As I dropped my daughter off at the high school this morning for her last few days of band camp, we both noticed that the parking lot was full. "First day for teachers," she said. "I wonder what they're discussing," I thought. Those first days of school truly bring excitement. Teachers and students are rested and ready to learn; more than any other time of the school year.
I used to live in a home that had a field beyond our backyard that was managed by a farmer. Prior to the field being used to harvest feed corn, for years, it was a home for about 30 cows. Each Spring, the farmer tended to the field by running (in the middle of the night) some sort of large piece of machinery over the field in order to turn the soil. You can imagine how intriguing this was to the senses when we would wake up the next morning!
He readied the field in order to plant his crops several times throughout the planting season. His crops always thrived; and every year we lived there, he would spend an entire night, each time he started a new crop, turning the soil and then planting a day or so later.

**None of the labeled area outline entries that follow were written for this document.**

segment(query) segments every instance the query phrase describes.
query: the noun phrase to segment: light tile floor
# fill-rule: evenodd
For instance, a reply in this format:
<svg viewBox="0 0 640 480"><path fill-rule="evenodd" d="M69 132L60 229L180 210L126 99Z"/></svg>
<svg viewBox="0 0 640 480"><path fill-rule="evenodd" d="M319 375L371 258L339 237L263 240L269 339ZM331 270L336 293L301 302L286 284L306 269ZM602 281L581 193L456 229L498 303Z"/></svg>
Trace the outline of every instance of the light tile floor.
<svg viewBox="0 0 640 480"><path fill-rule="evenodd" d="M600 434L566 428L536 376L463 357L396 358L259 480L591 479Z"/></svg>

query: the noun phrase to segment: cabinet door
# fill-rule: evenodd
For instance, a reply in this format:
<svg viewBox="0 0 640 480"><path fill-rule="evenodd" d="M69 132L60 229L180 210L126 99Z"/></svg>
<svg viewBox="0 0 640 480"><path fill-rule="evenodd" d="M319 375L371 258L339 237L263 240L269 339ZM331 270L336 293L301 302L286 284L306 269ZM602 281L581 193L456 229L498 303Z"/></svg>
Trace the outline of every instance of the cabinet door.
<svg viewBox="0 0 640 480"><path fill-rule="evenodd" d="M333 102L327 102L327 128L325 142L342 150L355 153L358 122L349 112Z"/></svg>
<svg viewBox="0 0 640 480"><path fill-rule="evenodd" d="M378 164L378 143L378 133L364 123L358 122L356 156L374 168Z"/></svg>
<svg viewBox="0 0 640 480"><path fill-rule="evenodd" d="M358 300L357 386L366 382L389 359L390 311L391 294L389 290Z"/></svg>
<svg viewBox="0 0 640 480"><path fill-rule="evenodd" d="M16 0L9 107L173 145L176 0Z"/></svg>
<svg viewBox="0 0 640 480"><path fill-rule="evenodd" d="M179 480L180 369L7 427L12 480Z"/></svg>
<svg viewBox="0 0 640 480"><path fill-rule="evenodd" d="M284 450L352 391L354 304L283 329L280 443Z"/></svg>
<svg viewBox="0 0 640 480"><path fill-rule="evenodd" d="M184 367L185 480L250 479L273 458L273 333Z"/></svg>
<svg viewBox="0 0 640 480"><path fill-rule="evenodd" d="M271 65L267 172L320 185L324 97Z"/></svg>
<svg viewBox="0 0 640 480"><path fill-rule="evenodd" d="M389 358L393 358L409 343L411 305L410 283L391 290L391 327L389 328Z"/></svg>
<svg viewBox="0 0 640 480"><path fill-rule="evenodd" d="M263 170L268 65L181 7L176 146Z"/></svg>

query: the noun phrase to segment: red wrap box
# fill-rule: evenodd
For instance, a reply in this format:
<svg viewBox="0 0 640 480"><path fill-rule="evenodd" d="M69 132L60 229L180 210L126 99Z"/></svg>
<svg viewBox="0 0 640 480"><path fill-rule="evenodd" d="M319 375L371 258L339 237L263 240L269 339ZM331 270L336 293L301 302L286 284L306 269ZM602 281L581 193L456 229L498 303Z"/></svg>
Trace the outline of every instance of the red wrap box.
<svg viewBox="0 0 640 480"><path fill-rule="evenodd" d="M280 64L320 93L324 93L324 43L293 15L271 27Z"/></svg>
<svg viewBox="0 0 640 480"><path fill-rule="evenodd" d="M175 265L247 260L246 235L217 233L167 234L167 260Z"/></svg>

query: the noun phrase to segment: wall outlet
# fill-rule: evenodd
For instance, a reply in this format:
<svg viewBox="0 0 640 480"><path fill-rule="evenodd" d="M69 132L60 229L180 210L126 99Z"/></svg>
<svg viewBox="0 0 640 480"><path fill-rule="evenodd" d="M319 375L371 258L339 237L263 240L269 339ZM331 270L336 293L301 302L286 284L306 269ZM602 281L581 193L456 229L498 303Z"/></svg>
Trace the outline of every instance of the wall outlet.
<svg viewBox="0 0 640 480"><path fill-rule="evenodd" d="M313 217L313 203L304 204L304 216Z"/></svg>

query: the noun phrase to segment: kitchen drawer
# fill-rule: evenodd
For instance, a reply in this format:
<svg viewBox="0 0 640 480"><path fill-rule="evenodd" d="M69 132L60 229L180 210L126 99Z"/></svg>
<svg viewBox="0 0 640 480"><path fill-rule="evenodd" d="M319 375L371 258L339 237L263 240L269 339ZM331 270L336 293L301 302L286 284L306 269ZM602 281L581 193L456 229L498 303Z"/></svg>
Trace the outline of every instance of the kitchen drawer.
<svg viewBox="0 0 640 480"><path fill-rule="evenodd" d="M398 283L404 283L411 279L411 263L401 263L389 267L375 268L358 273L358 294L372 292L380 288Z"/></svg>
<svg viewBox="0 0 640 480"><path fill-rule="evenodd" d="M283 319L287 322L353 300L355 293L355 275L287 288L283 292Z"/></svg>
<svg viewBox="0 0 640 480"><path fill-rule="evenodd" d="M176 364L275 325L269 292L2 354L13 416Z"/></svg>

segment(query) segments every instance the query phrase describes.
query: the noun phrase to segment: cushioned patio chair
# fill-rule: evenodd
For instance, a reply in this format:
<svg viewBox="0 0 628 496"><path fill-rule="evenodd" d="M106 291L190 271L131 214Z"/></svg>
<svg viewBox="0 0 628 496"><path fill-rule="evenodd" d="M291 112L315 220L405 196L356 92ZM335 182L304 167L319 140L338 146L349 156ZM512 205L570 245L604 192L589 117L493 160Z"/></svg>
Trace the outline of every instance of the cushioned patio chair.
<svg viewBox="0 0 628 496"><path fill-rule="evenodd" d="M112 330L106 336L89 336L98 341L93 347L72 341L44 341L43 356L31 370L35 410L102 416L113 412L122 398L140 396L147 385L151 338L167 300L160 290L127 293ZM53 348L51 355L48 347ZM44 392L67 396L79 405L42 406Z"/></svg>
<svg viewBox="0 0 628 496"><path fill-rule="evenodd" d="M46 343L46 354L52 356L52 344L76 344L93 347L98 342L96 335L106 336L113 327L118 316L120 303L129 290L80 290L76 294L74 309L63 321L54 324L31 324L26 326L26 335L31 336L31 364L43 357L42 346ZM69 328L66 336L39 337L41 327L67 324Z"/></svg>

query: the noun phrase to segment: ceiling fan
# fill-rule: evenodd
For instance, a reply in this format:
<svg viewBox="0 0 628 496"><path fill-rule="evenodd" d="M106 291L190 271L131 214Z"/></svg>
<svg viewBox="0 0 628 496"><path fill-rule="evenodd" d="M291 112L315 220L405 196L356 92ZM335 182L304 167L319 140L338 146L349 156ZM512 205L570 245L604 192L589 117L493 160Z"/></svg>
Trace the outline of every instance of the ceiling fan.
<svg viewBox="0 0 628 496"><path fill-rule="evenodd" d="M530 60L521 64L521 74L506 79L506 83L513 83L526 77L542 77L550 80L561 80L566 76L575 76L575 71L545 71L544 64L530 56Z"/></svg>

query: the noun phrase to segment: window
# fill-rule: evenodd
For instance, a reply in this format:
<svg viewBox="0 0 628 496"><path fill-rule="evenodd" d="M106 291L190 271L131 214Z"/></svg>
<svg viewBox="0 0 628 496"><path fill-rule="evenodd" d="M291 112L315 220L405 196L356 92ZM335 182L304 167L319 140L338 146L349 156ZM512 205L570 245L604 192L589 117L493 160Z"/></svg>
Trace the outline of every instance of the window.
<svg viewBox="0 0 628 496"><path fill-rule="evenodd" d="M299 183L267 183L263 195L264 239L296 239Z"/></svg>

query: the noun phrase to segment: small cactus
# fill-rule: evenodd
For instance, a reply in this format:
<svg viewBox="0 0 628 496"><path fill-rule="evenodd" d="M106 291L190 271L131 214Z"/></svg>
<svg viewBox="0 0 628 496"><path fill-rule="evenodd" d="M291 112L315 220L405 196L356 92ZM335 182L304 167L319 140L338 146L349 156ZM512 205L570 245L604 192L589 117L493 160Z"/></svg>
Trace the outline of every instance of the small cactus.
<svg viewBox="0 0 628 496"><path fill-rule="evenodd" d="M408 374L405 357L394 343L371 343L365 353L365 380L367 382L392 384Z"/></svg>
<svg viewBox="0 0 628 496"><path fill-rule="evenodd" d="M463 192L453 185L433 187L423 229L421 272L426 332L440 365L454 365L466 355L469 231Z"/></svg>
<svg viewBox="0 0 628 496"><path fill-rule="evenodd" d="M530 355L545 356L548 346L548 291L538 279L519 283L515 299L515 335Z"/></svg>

Ongoing...tilling, planting, harvesting, tilling, planting, harvesting...so his crops would grow and never fail.
Our teachers are now sitting through several days of professional learning. Are they being intrigued, challenged, and motivated by what they hear? Is the professional learning relevant to their needs? Is it being delivered in a manner that leads to ongoing professional conversations that will occur throughout the year? Are the teachers being tended to so their learning will grow and ultimately allow every student to achieve? Is the system supportive of maintaining the growth process of all teachers, taking into account each teacher's needs and years of experience?
What are your thoughts? Are you experiencing high quality professional learning? Are you delivering high quality professional learning? Will our system grow or fail?